143 Views Asked by At

I will be creating my own dataset with scores ranging from 50.00 to 100.00. How will I say that the dataset I chose is equally distributed and unbiased ? Is there a formula to know this?

1

There are 1 best solutions below

0
On

Your question leaves room for some interpretation. Here is my interpretation. If my interpretation is not what you had in mind, please revise your question to be more informative and maybe someone else will give an answer your find more useful.

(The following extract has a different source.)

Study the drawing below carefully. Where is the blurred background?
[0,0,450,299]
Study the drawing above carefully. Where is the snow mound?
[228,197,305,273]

If the population consists of numbers the $5001$ numbers $50.00, 50,01, \dots, 99.99, 100.00,$ and you select a sample of size $n=20$ with replacement, then the sample should be difficult to distinguish from a random sample of size twenty from the distribution $\mathsf{Unif}(50,100).$ [Computations and sampling in R.]

s = seq(50, 100, by=0.01)
head(s);  length(s)
[1] 50.00 50.01 50.02 50.03 50.04 50.05  # first 6 pop values
[1] 5001  # population size

set.seed(123)
x = sample(s, 20, rep=T)

At the 5% level, a Kolmogorov-Smirnov goodness-of-fit test, does not reject the null hypothesis that the sample of size $n=20$ is from the distribution $\mathsf{Unif}(50,100):$ the P-value of the test is $0.4606 > 0.05.$

ks.test(x, punif, 50, 100)

        One-sample Kolmogorov-Smirnov test

data:  x
D = 0.183, p-value = 0.4606
alternative hypothesis: two-sided

With samples as small as $n = 20,$ it is difficult to know what the population might be, but the K-S test sees no evidence that this uniform distribution could not have been the sampled population.

par(mfrow=c(1,2))
 hist(x, prob=T, col="skyblue2")
  rug(x)
 plot(ecdf(x))
  curve(punif(x,50,100),add=T, col="blue")
par(mfrow=c(1,1))

enter image description here

The K-S test statistic $D = 0.183$ is the maximum vertical distance between the CDF (blue) of $\mathsf{Unif}(50,100)$ and the ECDF (black) of the sample of 20. [Right-hand panel.] To make the empirical CDF (ECDF) of a sample: sort the sample; begin at height $0$ on the left, jump up by $1/n$ at each sample value, end end at height $1$ on the right.

Many goodness-of-fit tests are possible, but you should use only one of them in a practical situation. Another test is to count the frequencies (3, 3, 6, 2, 6) in the five histogram bins. For a uniform distribution we would expect $E = 4$ counts on average in each bin. A chi.squared test finds that the disagreement between the observed and expected frequencies is not greater than would be expected by chance.

hist(x, plot=F)$counts
[1] 3 3 6 2 6
f = hist(x, plot=F)$counts;  f
[1] 3 3 6 2 6
chisq.test(f, sim=T)

        Chi-squared test for given probabilities 
        with simulated p-value (based on 2000 replicates)

data:  f
X-squared = 3.5, df = NA, p-value = 0.5502

Notes on chisq.test in R: (1) Unless otherwise stated, the 'given probabilities' are taken to be equal in each category. (2) When expected category frequencies are small (as here), the test can simulate an accurate P-value. (If using software without this simulation capability, it would be better to have a sample size larger than twenty.